В Цюрихе она увлеклась новомодной профессией и, несмотря на увесистые благословения, потеряла веру предков, легко и незаметно, как зонтик в трамвае, когда дождь уже прошёл. Так, выйдя из домашнего мира, она вышла и из семейной религии, очерствевшего, как третьеводнишный пирог, православия, в котором она не видела теперь уже ничего, кроме бумажных цветов, золотых риз и всеобъемлющего суеверия. Как многие и не худшие молодые люди своего поколения, она быстро обратилась к иной религии, исповедующей новую троицу – скудного материализма, теории эволюции и того «чистого» марксизма, который ещё не спутался с социальными утопиями. Словом, она приобрела прогрессивные, как считалось, взгляды, хотя ни в какие революционные движения, вопреки моде её юности, не вступила.
Отучившись год в Цюрихе, Елизавета Ивановна не поехала домой на вакации, а, напротив, пустилась путешествовать по Франции. Путешествие вышло недолгим: Париж её так очаровал, что даже до Лазурного Берега она не доехала. Она написала отцу, что в Цюрих больше не вернётся, а останется в Париже изучать французский язык и литературу. Отец разгневался, но не слишком. К этому времени появился у него долгожданный внук, и в глубине души «Лизкин взбрык» он воспринял как доказательство женской неполноценности и уверился, что напрасно сделал для старшей дочери исключение.
«Нет, оттого что баба нехороша собой, мужиком она не становится», – решил он. Плюнул и велел ей возвращаться. Пособие прекратил. Но возвращаться Елизавета Ивановна не торопилась. Училась, работала. Как ни странно, работала по бухгалтерской части для небольшого банка. То, чему учили её в Швейцарии, оказалось весьма полезным.
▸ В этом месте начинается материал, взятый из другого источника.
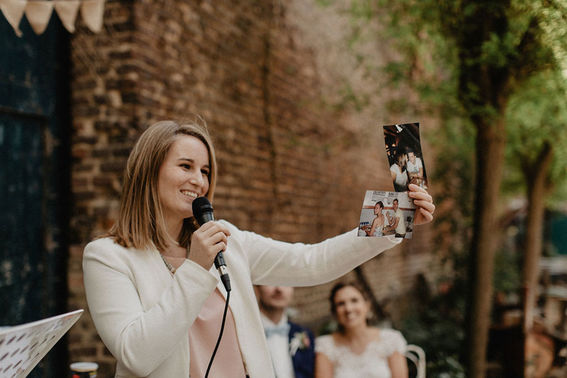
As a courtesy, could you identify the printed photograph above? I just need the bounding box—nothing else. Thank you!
[384,122,428,192]
[358,190,416,239]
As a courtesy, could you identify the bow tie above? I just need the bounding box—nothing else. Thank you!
[264,323,289,338]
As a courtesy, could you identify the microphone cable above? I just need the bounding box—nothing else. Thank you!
[205,291,230,378]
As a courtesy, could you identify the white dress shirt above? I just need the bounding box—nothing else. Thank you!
[260,313,295,378]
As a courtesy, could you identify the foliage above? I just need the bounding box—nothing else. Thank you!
[400,279,465,377]
[504,71,567,204]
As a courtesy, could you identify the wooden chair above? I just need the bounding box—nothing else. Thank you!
[405,344,425,378]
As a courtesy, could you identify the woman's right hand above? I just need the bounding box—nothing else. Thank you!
[188,221,230,270]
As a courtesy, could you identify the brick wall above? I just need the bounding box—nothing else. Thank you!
[69,0,440,376]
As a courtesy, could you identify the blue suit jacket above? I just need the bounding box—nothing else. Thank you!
[288,322,315,378]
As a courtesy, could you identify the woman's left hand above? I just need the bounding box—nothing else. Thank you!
[408,184,435,225]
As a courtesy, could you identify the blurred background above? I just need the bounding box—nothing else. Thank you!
[0,0,567,377]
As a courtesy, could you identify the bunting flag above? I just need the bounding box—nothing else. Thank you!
[0,0,105,37]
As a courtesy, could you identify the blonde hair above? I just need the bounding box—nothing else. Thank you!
[109,120,217,251]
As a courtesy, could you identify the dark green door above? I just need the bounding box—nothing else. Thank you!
[0,14,69,377]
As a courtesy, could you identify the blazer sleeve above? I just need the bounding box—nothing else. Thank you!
[223,224,402,286]
[83,239,217,376]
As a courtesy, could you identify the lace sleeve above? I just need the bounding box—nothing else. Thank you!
[315,335,334,361]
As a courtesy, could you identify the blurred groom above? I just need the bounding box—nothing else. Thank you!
[254,286,315,378]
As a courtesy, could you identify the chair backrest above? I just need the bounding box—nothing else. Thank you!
[405,344,425,378]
В Россию Елизавета Ивановна вернулась только через три года, к концу девятьсот восьмого, с твёрдым намерением начать отдельную от семьи трудовую жизнь. Она была к этому времени совершенно по-европейски эмансипированная женщина, даже и курила, но поскольку французского шарму не набралась, а воспитания была хорошего, то эмансипированность её в глаза не бросалась. Она хотела преподавать французскую литературу, но на государственную службу её не взяли, а в гувернантки она и сама не пошла. Проискав некоторое время подходящую работу и испытав полное разочарование, она приняла неожиданное предложение: муж гимназической подруги определил её в статистический отдел Министерства путей сообщения.
Это были годы, когда заканчивался перевод частных железных дорог в казённое ведомство, и Александр Николаевич Корн осуществлял этот многолетний проект государственной важности.